Denn die Angehörigen können auch bei einer Sozialbestattung wählen, ob sie ein Urnengrab oder eine Erdbestattung wünschen. Bestattet wird in der Regel auf dem Heimatfriedhof. In den allermeisten Fällen sind es Bezieher einer Grundsicherung, also Hartz IV-Empfänger oder Menschen mit kleiner Rente, die einen solchen Antrag beim Sozialamt stellen.

„Die meisten Verstorbenen haben Erspartes“, begründet Petra Halbekath, warum der Landkreis in relativ wenigen Fällen die Kosten für eine Sozialbestattung übernimmt. Neben Immobilien zählen unter anderem Lebensversicherungen, Sterbegeld, Genossenschaftsanteile, Mietkautionen oder Fahrzeuge zum Nachlass des Verstorbenen, der in voller Höhe zur Begleichung der Bestattungskosten einzusetzen ist. Die Vermögensgrenze, die nicht angetastet wird, liegt bei etwa 2 600 Euro.

"Bei uns liegen noch Anträge vom Vorjahr"

Wenn jemand sein Haus zum Beispiel schon zu Lebzeiten übereignet oder verkauft hat, werde geprüft, ob per Notarvertrag ein Wohnrecht eingetragen oder die Übernahme der Bestattung geregelt wurde, erklären Braunsdorf und Halbekath.

Solche Dinge sollten zum Beispiel Lebenspartner frühzeitig bedenken, rät Petra Halbekath. Will man, dass der Lebenspartner bestattungspflichtig wird, muss das per Testament geregelt werden. Denn bindend ist für das Sozialamt die gesetzliche Erbfolge laut BGB. Neben dem Ehepartner können also auch Kinder, Eltern oder Geschwister zur Bestattung ihrer Angehörigen verpflichtet werden, bevor das Sozialamt einspringt.

Bei der gesetzlichen Erbfolge genüge es also auch nicht, dass einzelne Hinterbliebene das Erbe ausschlagen, um der Zuständigkeit für die Bestattung zu entgehen, machen die beiden Landkreismitarbeiter deutlich.

Bei Antragstellern, deren Angehörige keinen ausreichenden Nachlass hinterlassen haben, gilt, dass man den doppelten Regelsatz für den Grundbedarf plus Kaltmiete ermittelt, um festzustellen, ob sie zu den Bestattungskosten herangezogen werden können. Nicht selten müssen auch die Nachlassgerichte eingeschaltet werden, um Hinterbliebene ausfindig zu machen und deren finanzielle Leistungsfähigkeit zu überprüfen, schildert Braunsdorf.
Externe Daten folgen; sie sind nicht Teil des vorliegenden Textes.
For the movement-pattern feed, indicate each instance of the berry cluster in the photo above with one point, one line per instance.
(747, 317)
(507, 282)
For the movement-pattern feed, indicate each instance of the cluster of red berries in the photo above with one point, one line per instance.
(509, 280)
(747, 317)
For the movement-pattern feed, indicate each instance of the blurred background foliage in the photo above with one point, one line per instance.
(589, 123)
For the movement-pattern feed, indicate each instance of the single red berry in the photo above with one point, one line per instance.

Das geschieht in der Regel auch dann, wenn ein Angehöriger das Erbe ausschlägt.

Bis alles überprüft sei, könne manchmal ein Jahr vergehen, räumt Halbekath ein. Es habe aber auch schon den Fall gegeben, dass das Nachlassgericht sagt, es gebe keine Erben und dann sei man doch noch fündig geworden. „Auch bei uns liegen noch Anträge vom Vorjahr“, bestätigt die Sachbearbeiterin. „Das sind die komplizierten Fälle.“

Als angemessen sieht das Sozialamt Kosten für eine Sozialbestattung an, wenn sie beim Urnengrab 1 500 und bei Erdbestattungen 2 300 Euro nicht übersteigen. Das ist aber von Fall zu Fall sehr unterschiedlich und hängt vor allem von den unterschiedlichen Friedhofsgebühren der Städte und Gemeinden ab.
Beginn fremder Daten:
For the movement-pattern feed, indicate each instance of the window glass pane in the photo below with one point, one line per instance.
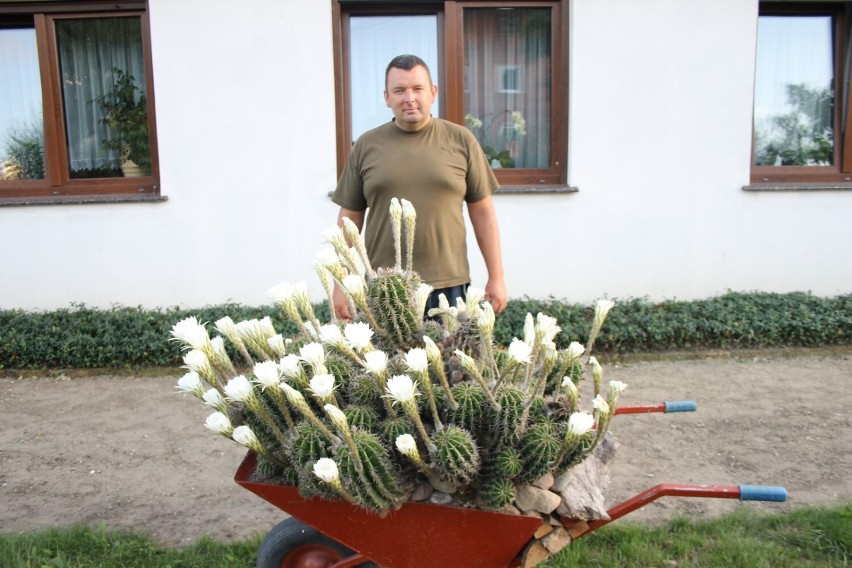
(375, 40)
(507, 84)
(794, 92)
(103, 94)
(21, 125)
Nicht übernommen werden zum Beispiel die Kosten für Zeitungsanzeigen, den Trauerredner sowie Aufwendungen für die Erledigung von Formalitäten, erklärt Petra Halbekath.
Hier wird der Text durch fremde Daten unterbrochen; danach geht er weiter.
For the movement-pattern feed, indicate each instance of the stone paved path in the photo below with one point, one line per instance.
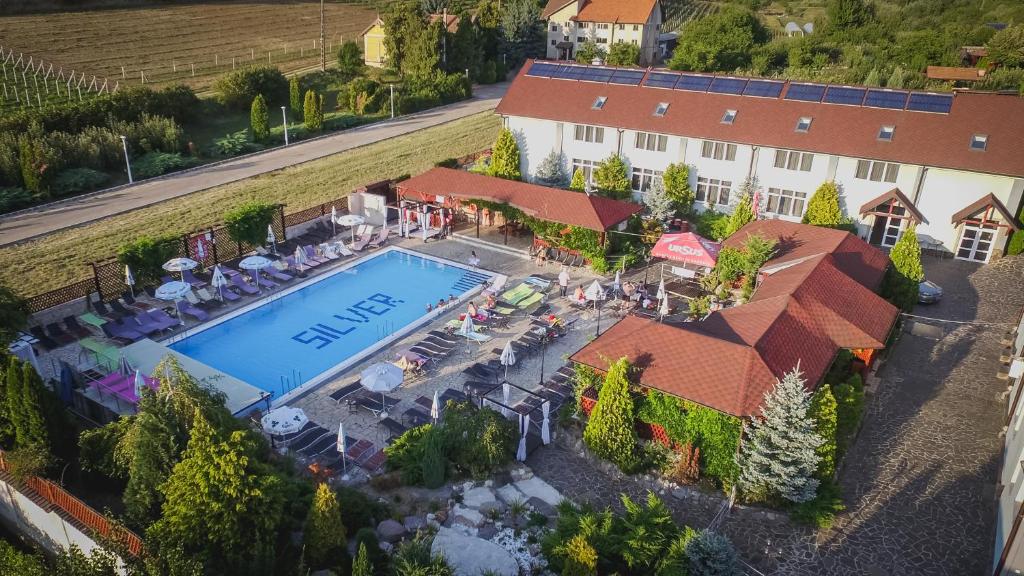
(919, 480)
Während die Kosten für Grabplatten zusätzlich zu den Bestattungskosten gewährt werden können, kommt das Amt für Grabsteine und Grabsteineinfassungen nur auf, wenn die jeweilige Friedhofssatzung diese vorschreibt. Allerdings werde auch hier geschaut, was notwendig ist.

Ordnungsämter in der Pflicht

Sollte kein Angehöriger auffindbar sein, tritt die sogenannte Ersatzvornahme in Kraft. Das heißt, die Ordnungsämter der Kommunen sind zuständig und müssen die Bestattung in Auftrag geben, so Braunsdorf.

Petra Halbekath macht es an einem Beispiel aus Köthen deutlich: Im Februar hatten wir einen Fall, wo ein Sohn des Verstorbenen das Erbe ausgeschlagen hat. Es bestand so gut wie kein Kontakt zwischen beiden. Der Sohn war seinerseits auch nicht zahlungsfähig. Hier blieb letztlich die Stadt auf den Bestattungskosten sitzen.

Ordnungsämter haben aber in einem solchen Fall das Recht, sich Zugang zur Wohnung des Verstorbenen zu verschaffen und sich über dessen finanzielle Verhältnisse bei Banken und Behörden zu informieren, um sich die Kosten zurückzuholen.

Das Sozialamt sei in einem solchen Fall nicht zuständig.